The new tax rules were unveiled this week were the Obama administration's third effort to stop U.S. companies renouncing their American citizenship but they are only a temporary stopgap.
"We have succeeded in making it significantly harder for companies to strike inversion deals and redomicile overseas," said U.S. congressman Peter Welch. "But we still need action in Congress."
What has made deals all the more difficult to strike is the fact that it is the US Presidential election year which will take place later this year and there is much uncertainty about what shape such legislation would take.

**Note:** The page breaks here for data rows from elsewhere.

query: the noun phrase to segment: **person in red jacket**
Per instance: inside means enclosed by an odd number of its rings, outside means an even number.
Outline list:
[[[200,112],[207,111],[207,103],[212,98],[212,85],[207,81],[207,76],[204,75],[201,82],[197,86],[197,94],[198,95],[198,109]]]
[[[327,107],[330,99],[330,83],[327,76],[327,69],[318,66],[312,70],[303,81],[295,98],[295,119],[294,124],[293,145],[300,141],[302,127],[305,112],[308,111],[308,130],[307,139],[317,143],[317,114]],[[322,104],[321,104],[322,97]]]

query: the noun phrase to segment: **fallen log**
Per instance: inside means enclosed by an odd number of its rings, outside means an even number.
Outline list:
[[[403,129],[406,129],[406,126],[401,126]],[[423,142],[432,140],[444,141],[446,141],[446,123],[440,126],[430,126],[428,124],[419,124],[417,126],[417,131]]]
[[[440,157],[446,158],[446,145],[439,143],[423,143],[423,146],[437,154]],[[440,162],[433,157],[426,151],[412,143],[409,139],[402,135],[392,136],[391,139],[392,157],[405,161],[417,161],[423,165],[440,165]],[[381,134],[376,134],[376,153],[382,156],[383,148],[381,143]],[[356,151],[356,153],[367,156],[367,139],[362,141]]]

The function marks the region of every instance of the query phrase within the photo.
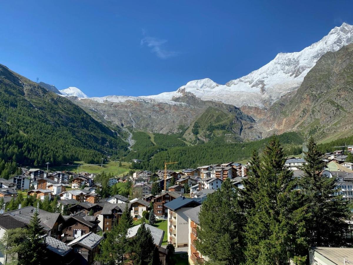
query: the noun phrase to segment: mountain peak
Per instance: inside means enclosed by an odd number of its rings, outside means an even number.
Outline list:
[[[88,98],[88,96],[75,87],[70,87],[66,89],[59,91],[61,94],[64,96],[77,96],[83,99]]]

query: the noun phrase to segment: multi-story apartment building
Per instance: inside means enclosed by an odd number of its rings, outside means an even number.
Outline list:
[[[168,192],[157,195],[156,198],[151,199],[153,201],[153,210],[155,214],[159,217],[166,216],[168,210],[164,204],[180,196],[180,194],[175,192]]]
[[[166,204],[168,209],[168,240],[175,248],[189,244],[189,219],[185,212],[201,205],[203,199],[179,197]]]
[[[199,190],[208,189],[217,190],[221,188],[223,181],[218,178],[208,178],[199,181]]]
[[[197,250],[195,243],[197,240],[197,226],[199,224],[198,216],[201,206],[196,206],[185,211],[184,213],[188,219],[189,246],[187,254],[189,257],[189,264],[190,265],[202,264],[208,260],[207,257],[204,256]]]
[[[23,190],[29,189],[30,182],[29,178],[24,176],[15,176],[8,179],[8,181],[14,184],[14,188],[17,190]]]

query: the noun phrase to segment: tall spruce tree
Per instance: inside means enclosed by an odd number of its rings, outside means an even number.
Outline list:
[[[44,265],[47,264],[48,253],[45,239],[42,237],[45,233],[40,222],[38,210],[35,210],[27,229],[28,238],[24,246],[26,251],[23,257],[22,262],[23,263],[21,264]]]
[[[156,223],[156,215],[153,209],[150,212],[149,216],[148,217],[148,222],[150,223],[150,224],[154,224]]]
[[[118,224],[114,224],[110,232],[106,233],[106,238],[101,243],[99,253],[95,260],[104,265],[115,265],[123,263],[124,254],[128,251],[126,235],[130,224],[124,211]]]
[[[335,178],[322,175],[325,163],[323,154],[311,137],[304,153],[307,164],[303,167],[304,172],[300,182],[305,194],[304,203],[311,214],[306,227],[309,246],[344,246],[348,225],[345,222],[351,213],[347,202],[337,194]]]
[[[220,189],[208,195],[201,207],[196,246],[212,264],[232,265],[243,261],[241,231],[245,219],[238,198],[227,178]]]
[[[140,226],[136,235],[130,242],[131,259],[134,265],[158,265],[155,252],[156,246],[151,234],[144,223]],[[159,260],[159,257],[158,259]]]
[[[306,257],[298,249],[306,246],[305,209],[285,160],[278,139],[273,137],[257,162],[258,185],[249,192],[254,201],[246,216],[247,264],[279,264],[291,259],[305,264]]]

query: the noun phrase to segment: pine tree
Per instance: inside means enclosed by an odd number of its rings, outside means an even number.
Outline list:
[[[151,231],[146,228],[144,223],[138,229],[136,235],[131,241],[130,247],[130,258],[134,264],[149,265],[152,264],[152,262],[156,261],[155,257],[156,246]]]
[[[150,216],[148,218],[148,222],[150,224],[154,224],[156,223],[156,215],[155,214],[153,209],[152,209],[150,212]]]
[[[349,163],[353,163],[353,155],[351,152],[348,153],[347,157],[346,159],[346,161]]]
[[[291,259],[305,264],[306,257],[298,250],[308,247],[304,234],[307,216],[285,161],[278,139],[273,137],[255,168],[259,185],[248,192],[254,202],[246,214],[247,264],[279,264]]]
[[[325,166],[322,153],[313,138],[307,145],[308,152],[304,153],[307,164],[303,167],[304,172],[300,185],[305,194],[304,203],[311,214],[307,223],[308,243],[310,246],[344,246],[348,224],[345,222],[351,213],[347,202],[337,191],[334,177],[329,178],[321,174]]]
[[[242,261],[245,218],[238,198],[227,178],[220,189],[208,195],[201,207],[196,247],[215,264],[238,264]]]
[[[24,260],[25,264],[47,264],[47,253],[45,242],[42,236],[45,234],[41,225],[37,211],[35,211],[28,229],[28,240]]]
[[[157,195],[161,193],[162,189],[159,184],[157,182],[154,182],[152,184],[152,187],[151,189],[151,194],[152,195]]]

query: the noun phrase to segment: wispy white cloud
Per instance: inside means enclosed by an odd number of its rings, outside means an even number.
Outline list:
[[[156,54],[157,57],[161,59],[166,59],[169,57],[176,56],[179,53],[174,51],[169,51],[163,47],[168,41],[151,37],[146,35],[146,32],[142,30],[143,37],[141,40],[141,46],[146,45],[150,48],[151,51]]]

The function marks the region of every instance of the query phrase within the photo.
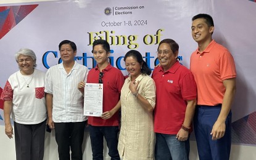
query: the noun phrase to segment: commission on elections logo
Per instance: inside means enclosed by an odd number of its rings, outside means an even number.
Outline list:
[[[110,15],[112,12],[112,10],[110,7],[107,7],[104,9],[104,14],[106,15]]]

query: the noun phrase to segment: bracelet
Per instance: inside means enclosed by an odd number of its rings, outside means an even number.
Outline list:
[[[139,93],[138,92],[136,92],[134,93],[133,93],[133,95],[135,96],[135,98],[137,98],[138,95],[139,95]]]
[[[183,124],[181,126],[181,129],[186,130],[186,131],[189,131],[191,129],[191,127],[187,127]]]

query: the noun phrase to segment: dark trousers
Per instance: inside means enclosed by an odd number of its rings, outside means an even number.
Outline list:
[[[82,160],[82,143],[86,122],[55,122],[55,138],[60,160]]]
[[[103,142],[105,137],[109,148],[109,155],[112,160],[119,160],[117,145],[118,143],[118,126],[89,126],[93,160],[103,160]]]
[[[198,154],[202,160],[228,160],[231,145],[231,111],[226,119],[224,137],[212,140],[210,134],[220,114],[221,105],[197,105],[194,117],[194,128]]]
[[[36,124],[14,122],[17,160],[43,160],[46,120]]]

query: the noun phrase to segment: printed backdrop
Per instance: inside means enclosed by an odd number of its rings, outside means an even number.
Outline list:
[[[256,145],[256,2],[249,0],[99,1],[69,0],[0,6],[0,93],[9,76],[19,70],[14,59],[20,48],[36,54],[44,71],[61,62],[58,45],[64,39],[78,47],[76,60],[89,68],[95,39],[111,44],[110,63],[125,75],[123,56],[139,50],[152,70],[158,63],[159,42],[171,38],[180,45],[180,63],[189,66],[197,44],[191,33],[191,18],[211,15],[213,39],[232,53],[237,72],[233,106],[233,142]],[[0,101],[0,125],[4,125]]]

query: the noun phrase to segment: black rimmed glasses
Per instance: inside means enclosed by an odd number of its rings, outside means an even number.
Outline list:
[[[104,73],[103,73],[103,72],[99,72],[99,83],[102,84],[103,83],[103,81],[102,81],[102,78],[103,76],[104,75]]]

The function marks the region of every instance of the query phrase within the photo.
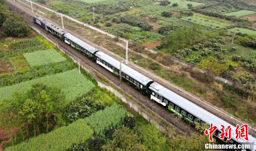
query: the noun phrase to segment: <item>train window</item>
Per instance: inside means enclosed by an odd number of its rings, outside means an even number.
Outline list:
[[[188,115],[188,117],[189,119],[193,120],[193,116],[192,116],[191,114],[189,114],[189,115]]]
[[[160,99],[161,101],[162,101],[162,97],[161,96],[159,96],[159,99]]]
[[[175,109],[178,111],[180,111],[180,107],[178,107],[177,106],[176,106],[175,107]]]
[[[170,106],[172,107],[173,107],[173,104],[172,104],[172,103],[170,102]]]
[[[137,82],[136,81],[134,81],[133,82],[135,84],[135,85],[137,85]]]
[[[195,119],[195,121],[196,123],[201,123],[201,121],[200,121],[200,119]]]
[[[183,110],[182,110],[182,114],[186,116],[186,112],[184,111]]]

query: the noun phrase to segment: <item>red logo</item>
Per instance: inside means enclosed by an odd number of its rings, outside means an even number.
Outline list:
[[[221,128],[221,131],[222,133],[220,134],[220,138],[222,139],[224,139],[224,137],[228,138],[228,140],[229,140],[231,138],[231,128],[230,126],[228,126],[226,129],[225,129],[225,126],[223,125],[221,125],[222,128]]]
[[[214,133],[217,128],[217,126],[213,126],[212,123],[211,123],[210,125],[210,128],[209,129],[206,129],[205,131],[204,131],[204,134],[205,135],[209,135],[209,140],[210,140],[211,142],[213,141],[213,139],[212,139],[212,134]]]
[[[227,140],[230,139],[231,138],[231,131],[232,130],[231,126],[229,126],[225,128],[223,125],[222,124],[221,126],[222,127],[220,129],[221,133],[220,134],[220,138],[223,139],[225,138],[227,138]],[[212,134],[214,133],[217,129],[217,126],[214,126],[212,123],[211,123],[210,128],[206,129],[204,131],[205,135],[209,135],[209,140],[211,142],[213,141]],[[247,124],[245,124],[241,126],[238,124],[236,125],[236,139],[238,139],[242,138],[244,138],[246,141],[249,140],[248,138],[248,125]]]
[[[242,126],[236,125],[236,139],[244,138],[246,141],[249,140],[248,138],[248,125],[244,124]]]

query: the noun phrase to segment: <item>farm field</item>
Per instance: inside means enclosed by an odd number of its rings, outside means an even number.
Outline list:
[[[21,82],[13,86],[0,88],[0,99],[10,98],[13,93],[24,93],[34,83],[41,83],[47,86],[58,88],[66,95],[67,102],[90,91],[94,84],[87,80],[78,70],[74,69],[56,75],[47,76]]]
[[[40,66],[66,60],[54,49],[26,53],[24,55],[30,66]]]
[[[88,3],[93,3],[102,2],[102,1],[106,1],[106,0],[81,0]]]
[[[173,3],[177,3],[179,5],[179,7],[182,8],[188,8],[188,4],[191,4],[194,6],[198,6],[204,4],[202,3],[180,0],[170,0],[169,1],[171,2],[171,4],[169,4],[168,6],[171,6]],[[154,3],[154,4],[159,5],[159,2]]]
[[[252,31],[248,29],[242,28],[234,28],[229,30],[229,31],[230,31],[232,32],[235,32],[236,31],[236,32],[241,32],[243,34],[247,34],[248,35],[256,36],[256,31]]]
[[[247,11],[247,10],[242,10],[237,12],[231,12],[224,14],[225,15],[228,16],[236,16],[237,17],[240,17],[244,16],[247,16],[256,13],[256,12]]]
[[[223,28],[229,26],[228,24],[196,16],[184,17],[182,18],[181,19],[216,29]]]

Thompson Reuters data shows that in 2015, the total M&A deals that were inked were valued at $4.6 trillion. Of these there were 18 individual deals that were valued at more than $30 billion compared with seven deals worth more than $30 billion in 2014
However increased scrutiny by antitrust officials was the result of greater consolidation. This became evident after U.S. government filed a lawsuit to stop Halliburton from buying Baker Hughes. The government alleged that the combination of the No. 2 and No. 3 oil services companies would lead to higher prices in the sector.
"It isn't just the number of proposed deals that makes this a unique moment in antitrust enforcement; it's their size and their complexity. This represents a remarkable shift toward consolidation and it presents unique challenges to federal enforcers in our work to maintain markets that serve not just top executives and majority shareholders, but every American," U.S. Attorney General Loretta Lynch said in a speech.